Beyond the issue of validity, there’s also the time frame and the cost of approval to consider, and Bennett says elevating both of those significantly could ultimately harm patients. “I’ve heard colleagues, even from large academic medical centres, say they develop 100 new tests a year and maybe they’ll only be able to do 20, and those other 80 they’ll either send out to a large commercial laboratory or they just won’t offer that test,” he says. “If the test can go to a local laboratory and you can get a result the next day, that’s really good for the patient. If you have to send it out to a reference laboratory and it takes a week to get that result, that could have some significant patient impact, especially when you think about cancer treatments.” Bennett adds that the FDA has made some concessions to labs in this area, with low-volume tests expected to be exempt from regulatory oversight, but he says the agency’s definition of low volume will have an impact on how many tests certain labs develop, especially in the area of rare diseases. “Right now it’s set at five,” he says. “Everyone agrees five is too low. If that number is 100 or 500 for instance, then a lot of those low incidence tests will be exempt from submission and that will help a lot.”

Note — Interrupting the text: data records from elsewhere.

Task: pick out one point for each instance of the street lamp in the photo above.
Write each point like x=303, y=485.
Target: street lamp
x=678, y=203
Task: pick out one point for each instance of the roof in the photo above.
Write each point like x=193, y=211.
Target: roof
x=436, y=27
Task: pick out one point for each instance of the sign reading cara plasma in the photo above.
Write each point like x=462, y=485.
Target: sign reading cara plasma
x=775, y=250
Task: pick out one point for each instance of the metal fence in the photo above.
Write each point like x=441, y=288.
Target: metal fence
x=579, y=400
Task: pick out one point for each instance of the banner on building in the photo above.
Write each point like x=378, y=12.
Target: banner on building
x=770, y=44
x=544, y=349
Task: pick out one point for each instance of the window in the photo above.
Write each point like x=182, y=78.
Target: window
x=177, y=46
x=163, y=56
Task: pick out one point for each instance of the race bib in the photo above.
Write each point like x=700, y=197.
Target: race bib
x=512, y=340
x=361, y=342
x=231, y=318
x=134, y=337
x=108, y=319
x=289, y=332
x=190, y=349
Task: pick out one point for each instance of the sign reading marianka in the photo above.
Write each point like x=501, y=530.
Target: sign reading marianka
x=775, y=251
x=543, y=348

Although critical aspects of the regulatory process that would result from the VALID Act have yet to be decided, one of which would be a laboratory diagnostics user fee agreement – LDUFA perhaps – Bennett says although negotiations with the FDA and other stakeholders have led to several changes in favour of laboratories, he still has concerns about the transition. Firstly, he wonders whether the five-year transition period specified in the current legislative document – three of which he believes it will take for the FDA to write the necessary guidance documents – might not be long enough. “That only leaves two years for labs to move into compliance, and going from being a CLIA-regulated laboratory to being an FDA-regulated laboratory is a huge, huge jump. I’m a little worried that’s not going to be sufficient time.” His second concern is with the FDA’s ability to set up the comprehensive test information system (CTIS) required to drive submissions and adverse event reporting, especially when it could be flooded with submissions right away due to the rules on grandfathered tests laid out in the VALID Act.

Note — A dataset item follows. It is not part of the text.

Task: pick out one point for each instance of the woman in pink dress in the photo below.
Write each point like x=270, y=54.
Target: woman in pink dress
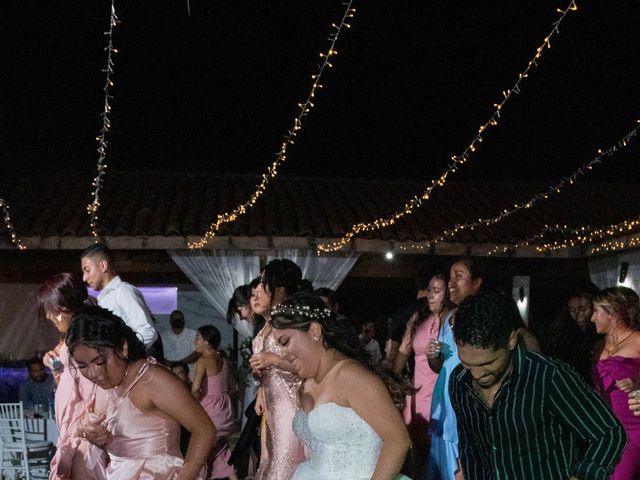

“The FDA is not an IT company,” he quips. “I’m a little bit nervous about their ability to get CTIS up and running. It’s estimated there’s something like 100,000 LDTs on the market right now. Granted most of them would be grandfathered, but if even a percentage of them start having test modifications that would need to be submitted, I’m afraid that FDA is going to get slammed and not be able to handle it.” Citing the volume of EUA submissions the FDA had to get through over the past few years of the pandemic, Bennett foresees such a situation occurring again but much worse.

“For Covid EUAs they got a couple of thousand and it brought the agency to their knees,” he says. “Now they’re going to get tens of thousands of submissions in fairly short order. It’s going to be rough for them.”